Ekonomiści: Trzeba złagodzić kryterium kursowy by Polska przyjęła euro
- Autor: PAP
- Data: 24-05-2014, 15:38
ERM-II to tzw. przedsionek euro - dwuletni okres, podczas którego waluta pretendująca do euro musi być stabilna. Wahania jej kursu nie mogą przekraczać 15 proc. od ustalonej wartości referencyjnej.

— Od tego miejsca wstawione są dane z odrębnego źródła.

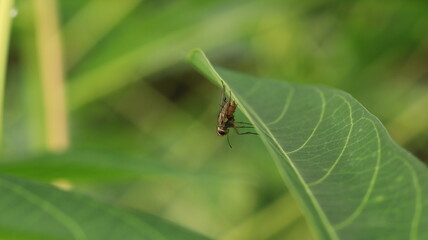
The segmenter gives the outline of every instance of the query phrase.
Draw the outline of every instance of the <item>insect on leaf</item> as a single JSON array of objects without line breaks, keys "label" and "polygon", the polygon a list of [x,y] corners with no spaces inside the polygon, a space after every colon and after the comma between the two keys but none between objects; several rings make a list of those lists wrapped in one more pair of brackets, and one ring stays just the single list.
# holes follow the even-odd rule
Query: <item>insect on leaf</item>
[{"label": "insect on leaf", "polygon": [[319,239],[428,239],[427,167],[349,94],[189,60],[231,90]]}]

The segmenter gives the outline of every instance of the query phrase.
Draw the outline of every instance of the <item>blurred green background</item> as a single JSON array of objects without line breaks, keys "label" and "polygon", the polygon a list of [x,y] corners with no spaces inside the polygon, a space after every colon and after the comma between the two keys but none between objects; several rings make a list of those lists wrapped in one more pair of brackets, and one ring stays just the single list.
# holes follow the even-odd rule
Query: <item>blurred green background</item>
[{"label": "blurred green background", "polygon": [[216,65],[345,90],[428,162],[427,1],[15,4],[4,161],[56,153],[153,167],[46,177],[63,188],[216,239],[311,239],[262,142],[232,133],[229,149],[216,135],[221,90],[186,62],[195,47]]}]

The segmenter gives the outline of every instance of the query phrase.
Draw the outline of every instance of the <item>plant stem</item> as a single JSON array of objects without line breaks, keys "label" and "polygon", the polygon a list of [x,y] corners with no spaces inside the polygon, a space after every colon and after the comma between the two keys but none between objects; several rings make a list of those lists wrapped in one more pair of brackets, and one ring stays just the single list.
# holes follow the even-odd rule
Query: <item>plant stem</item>
[{"label": "plant stem", "polygon": [[3,102],[13,0],[0,1],[0,146],[3,143]]},{"label": "plant stem", "polygon": [[46,146],[60,152],[68,148],[67,110],[61,33],[56,0],[34,0],[36,38],[42,78]]}]

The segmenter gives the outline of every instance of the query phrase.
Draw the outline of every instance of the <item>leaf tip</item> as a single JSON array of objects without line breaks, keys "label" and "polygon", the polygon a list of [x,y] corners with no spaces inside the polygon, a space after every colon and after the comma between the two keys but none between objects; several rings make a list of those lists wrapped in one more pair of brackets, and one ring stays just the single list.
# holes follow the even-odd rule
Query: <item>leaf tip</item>
[{"label": "leaf tip", "polygon": [[191,50],[187,59],[196,68],[196,70],[206,76],[209,80],[217,84],[222,81],[221,77],[218,75],[202,49],[195,48]]},{"label": "leaf tip", "polygon": [[189,54],[187,55],[187,60],[190,63],[194,63],[195,59],[198,58],[198,56],[203,56],[206,58],[204,51],[202,51],[202,49],[200,48],[194,48],[192,50],[190,50]]}]

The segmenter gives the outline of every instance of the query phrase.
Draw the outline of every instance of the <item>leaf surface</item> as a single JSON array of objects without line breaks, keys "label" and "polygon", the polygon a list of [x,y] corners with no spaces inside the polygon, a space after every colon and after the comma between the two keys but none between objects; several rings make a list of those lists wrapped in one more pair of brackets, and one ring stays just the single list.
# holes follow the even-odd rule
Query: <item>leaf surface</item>
[{"label": "leaf surface", "polygon": [[4,175],[0,196],[1,239],[207,239],[152,215]]},{"label": "leaf surface", "polygon": [[427,167],[349,94],[189,60],[230,89],[320,239],[428,239]]},{"label": "leaf surface", "polygon": [[2,159],[0,173],[32,180],[111,182],[150,177],[196,176],[184,169],[151,163],[148,157],[132,158],[122,154],[66,152],[17,159]]}]

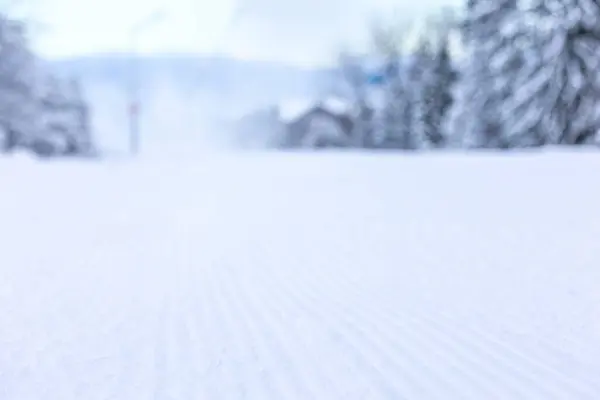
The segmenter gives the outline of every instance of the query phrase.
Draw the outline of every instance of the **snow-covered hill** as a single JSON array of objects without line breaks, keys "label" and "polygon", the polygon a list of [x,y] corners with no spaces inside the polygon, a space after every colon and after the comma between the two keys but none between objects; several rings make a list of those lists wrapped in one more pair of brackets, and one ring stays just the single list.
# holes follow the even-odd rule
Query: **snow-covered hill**
[{"label": "snow-covered hill", "polygon": [[595,400],[598,171],[0,160],[0,398]]}]

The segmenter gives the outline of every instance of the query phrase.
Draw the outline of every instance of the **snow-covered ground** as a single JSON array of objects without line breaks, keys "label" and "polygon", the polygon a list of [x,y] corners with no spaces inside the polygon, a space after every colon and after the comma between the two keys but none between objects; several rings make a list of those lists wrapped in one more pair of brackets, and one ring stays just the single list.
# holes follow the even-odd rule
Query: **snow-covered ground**
[{"label": "snow-covered ground", "polygon": [[599,171],[0,160],[0,399],[597,400]]}]

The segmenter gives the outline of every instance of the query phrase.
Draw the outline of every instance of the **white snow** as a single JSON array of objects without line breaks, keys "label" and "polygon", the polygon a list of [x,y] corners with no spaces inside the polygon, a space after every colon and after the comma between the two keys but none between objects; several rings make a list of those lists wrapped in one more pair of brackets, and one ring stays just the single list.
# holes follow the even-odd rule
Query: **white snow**
[{"label": "white snow", "polygon": [[340,97],[326,97],[321,101],[321,105],[332,114],[344,115],[352,112],[352,104]]},{"label": "white snow", "polygon": [[600,159],[0,160],[0,399],[598,399]]}]

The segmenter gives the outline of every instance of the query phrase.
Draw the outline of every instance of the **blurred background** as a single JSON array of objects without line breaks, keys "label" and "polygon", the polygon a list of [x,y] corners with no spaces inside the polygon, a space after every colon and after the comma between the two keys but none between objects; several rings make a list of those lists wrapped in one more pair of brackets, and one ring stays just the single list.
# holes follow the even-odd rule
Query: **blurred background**
[{"label": "blurred background", "polygon": [[595,143],[590,4],[5,0],[3,147]]}]

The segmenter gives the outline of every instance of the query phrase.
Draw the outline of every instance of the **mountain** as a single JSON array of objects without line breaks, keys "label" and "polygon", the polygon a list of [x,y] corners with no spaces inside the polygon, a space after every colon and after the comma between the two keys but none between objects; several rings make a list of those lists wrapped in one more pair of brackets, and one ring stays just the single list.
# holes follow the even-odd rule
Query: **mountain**
[{"label": "mountain", "polygon": [[168,83],[184,96],[226,102],[232,108],[271,104],[286,97],[314,95],[334,71],[273,62],[187,54],[98,54],[47,61],[59,74],[79,77],[88,86],[108,85],[127,93],[136,72],[143,95]]}]

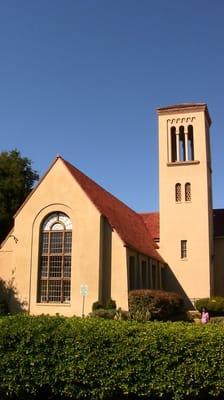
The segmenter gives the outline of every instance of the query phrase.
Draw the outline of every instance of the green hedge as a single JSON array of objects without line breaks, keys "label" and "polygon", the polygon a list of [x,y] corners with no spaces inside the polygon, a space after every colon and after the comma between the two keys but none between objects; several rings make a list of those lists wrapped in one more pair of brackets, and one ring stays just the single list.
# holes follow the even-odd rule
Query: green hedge
[{"label": "green hedge", "polygon": [[129,292],[128,306],[135,320],[167,320],[183,311],[183,299],[165,290],[139,289]]},{"label": "green hedge", "polygon": [[224,315],[224,297],[214,296],[199,299],[195,302],[195,307],[200,312],[203,307],[206,308],[211,316],[222,316]]},{"label": "green hedge", "polygon": [[109,299],[106,305],[95,301],[92,305],[92,312],[89,314],[90,317],[100,317],[105,319],[114,319],[116,315],[116,301]]},{"label": "green hedge", "polygon": [[0,319],[0,399],[224,396],[221,325]]}]

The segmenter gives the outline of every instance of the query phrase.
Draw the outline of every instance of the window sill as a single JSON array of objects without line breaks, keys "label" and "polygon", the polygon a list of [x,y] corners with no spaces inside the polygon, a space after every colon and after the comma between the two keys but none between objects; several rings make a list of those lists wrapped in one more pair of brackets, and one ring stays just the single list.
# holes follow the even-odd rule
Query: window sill
[{"label": "window sill", "polygon": [[55,306],[55,307],[71,307],[71,303],[36,303],[36,306],[40,306],[40,307],[46,307],[46,306]]},{"label": "window sill", "polygon": [[181,258],[180,261],[188,261],[188,258]]},{"label": "window sill", "polygon": [[179,165],[196,165],[200,164],[200,161],[194,160],[194,161],[175,161],[175,162],[168,162],[166,165],[167,167],[176,167]]},{"label": "window sill", "polygon": [[191,204],[192,201],[175,201],[175,204]]}]

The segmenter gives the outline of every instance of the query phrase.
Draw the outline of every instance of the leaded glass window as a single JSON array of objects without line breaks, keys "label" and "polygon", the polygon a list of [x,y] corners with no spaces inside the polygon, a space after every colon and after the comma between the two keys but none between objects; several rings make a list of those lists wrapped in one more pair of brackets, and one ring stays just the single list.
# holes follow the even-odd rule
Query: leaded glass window
[{"label": "leaded glass window", "polygon": [[69,303],[72,222],[61,212],[47,216],[40,232],[38,302]]},{"label": "leaded glass window", "polygon": [[181,202],[181,184],[176,183],[175,185],[175,200],[177,203]]},{"label": "leaded glass window", "polygon": [[191,201],[191,184],[185,184],[185,201]]}]

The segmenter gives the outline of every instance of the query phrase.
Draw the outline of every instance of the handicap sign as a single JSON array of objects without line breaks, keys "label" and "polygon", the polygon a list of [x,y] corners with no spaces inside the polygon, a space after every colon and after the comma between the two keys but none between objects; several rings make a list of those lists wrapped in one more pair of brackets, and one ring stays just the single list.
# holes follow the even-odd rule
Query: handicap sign
[{"label": "handicap sign", "polygon": [[80,294],[81,294],[81,296],[87,296],[88,285],[80,285]]}]

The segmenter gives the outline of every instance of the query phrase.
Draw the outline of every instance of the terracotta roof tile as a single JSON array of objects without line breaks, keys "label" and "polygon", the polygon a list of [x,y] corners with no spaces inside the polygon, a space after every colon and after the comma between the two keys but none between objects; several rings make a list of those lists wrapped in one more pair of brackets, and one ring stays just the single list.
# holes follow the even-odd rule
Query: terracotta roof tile
[{"label": "terracotta roof tile", "polygon": [[159,212],[141,213],[148,230],[153,239],[159,239]]},{"label": "terracotta roof tile", "polygon": [[68,161],[63,158],[61,160],[99,212],[107,218],[112,229],[116,230],[124,244],[163,262],[140,214],[107,192]]},{"label": "terracotta roof tile", "polygon": [[[140,214],[153,239],[159,239],[159,212]],[[213,210],[214,237],[224,236],[224,209]]]}]

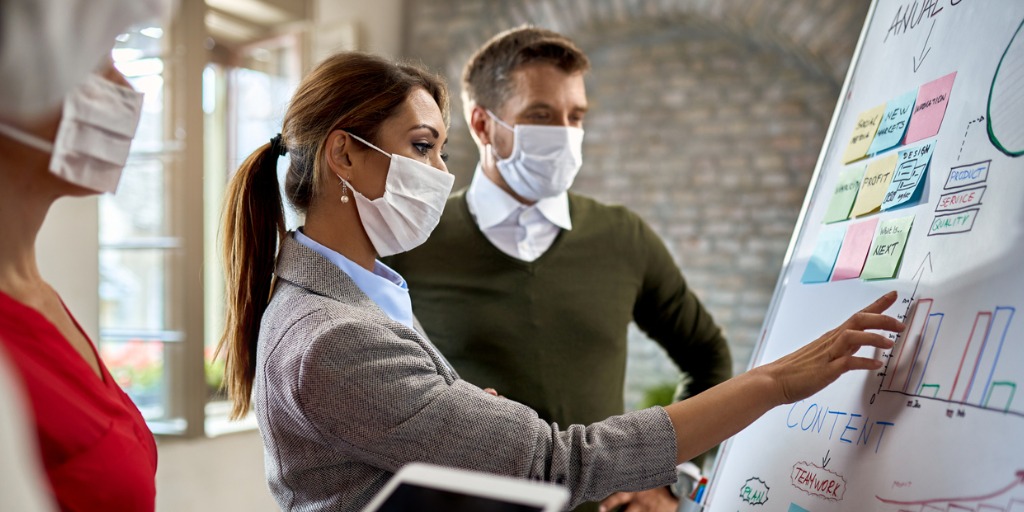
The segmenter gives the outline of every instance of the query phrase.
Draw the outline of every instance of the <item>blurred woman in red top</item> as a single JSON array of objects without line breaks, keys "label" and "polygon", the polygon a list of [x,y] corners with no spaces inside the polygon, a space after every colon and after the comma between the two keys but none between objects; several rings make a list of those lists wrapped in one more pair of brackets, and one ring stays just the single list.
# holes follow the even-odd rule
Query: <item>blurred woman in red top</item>
[{"label": "blurred woman in red top", "polygon": [[140,109],[141,95],[107,65],[51,115],[0,118],[0,344],[23,381],[63,510],[155,507],[153,436],[35,255],[54,201],[116,189]]}]

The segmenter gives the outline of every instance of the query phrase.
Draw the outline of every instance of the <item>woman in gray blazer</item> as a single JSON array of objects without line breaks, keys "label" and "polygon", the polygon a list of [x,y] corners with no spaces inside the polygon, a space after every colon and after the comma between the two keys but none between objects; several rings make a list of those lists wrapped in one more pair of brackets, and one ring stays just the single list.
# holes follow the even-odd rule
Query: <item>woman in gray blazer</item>
[{"label": "woman in gray blazer", "polygon": [[[285,510],[357,510],[412,461],[556,482],[572,505],[666,485],[677,462],[772,407],[848,370],[879,368],[854,353],[892,342],[865,330],[903,327],[881,314],[890,293],[797,352],[686,401],[587,426],[545,423],[460,380],[416,324],[401,276],[377,259],[437,225],[452,186],[447,128],[438,77],[343,53],[303,80],[282,133],[232,178],[219,350],[234,416],[254,405]],[[275,171],[286,152],[285,192],[305,214],[291,233]]]}]

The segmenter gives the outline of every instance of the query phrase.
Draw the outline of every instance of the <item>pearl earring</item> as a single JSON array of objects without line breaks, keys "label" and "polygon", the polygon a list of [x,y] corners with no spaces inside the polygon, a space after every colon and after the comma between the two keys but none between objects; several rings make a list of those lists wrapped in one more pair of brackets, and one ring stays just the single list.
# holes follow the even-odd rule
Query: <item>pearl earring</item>
[{"label": "pearl earring", "polygon": [[348,204],[348,184],[341,176],[338,176],[338,181],[341,182],[341,202]]}]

Przed ryzykami związanymi z wprowadzeniem złotego do mechanizmu ERM-II ostrzegał ostatnio wielokrotnie prezes NBP Marek Belka. Jego zdaniem złotemu i polskiej gospodarce wiązanie złotego z euro na dwa lata nie jest potrzebne - mogłoby to grozić istotnym umocnieniem złotego. Byłoby to zabójcze dla konkurencyjności polskiej gospodarki opartej na niskich kosztach. Doświadczyła tego np. słowacka korona. "Polska gospodarka ma przed sobą długą drogę, zanim stanie się idealnym członkiem unii walutowej" - mówił w ubiegłym tygodniu w Londynie prezes NBP.
Główny ekonomista banku Societe Generale Jarosław Janecki przyznał, że Polska może mieć problem ze stabilizacją kursu w ERM II, a ryzyko to dotyczy zwłaszcza umocnienia naszej waluty. "Wtedy tracimy jeden z podstawowych czynników konkurencyjnych" - ocenił Janecki.
Jego zdaniem jest jednak pole do negocjacji w sprawie zasad ERM II. Janecki uważa, że można się zastanowić, czy przy ocenie stabilności kursu nie powinny być brane pod uwagę wahania wynikające z sytuacji rynkowych. "Najprostszym rozwiązaniem, które można by było negocjować, to - przy założeniu, że spełnimy wszystkie kryteria przyjęcia euro - możliwość wykazania ex post, że nasz kurs walutowy przez określony czas był stabilny" - powiedział Janecki. Dzięki temu Polska, nie ogłaszając wejścia do ERM-II mogłaby udowodnić, że spełniła kryterium kursowe.
Według Janeckiego najlepiej byłoby odrzucić kryterium stabilności walutowej, jednak wówczas Polska mogłaby być w strefie euro traktowana jako kraju drugiej kategorii. "Rozmowa o kryterium kursowym jest konieczna. Nie możemy tego odkładać, bowiem proces negocjacyjny jest długi, wymaga zgody wszystkich krajów strefy euro i ECB. Odkładanie tego do roku np. 2018-2019 byłoby nieporozumieniem" - ocenił ekonomista.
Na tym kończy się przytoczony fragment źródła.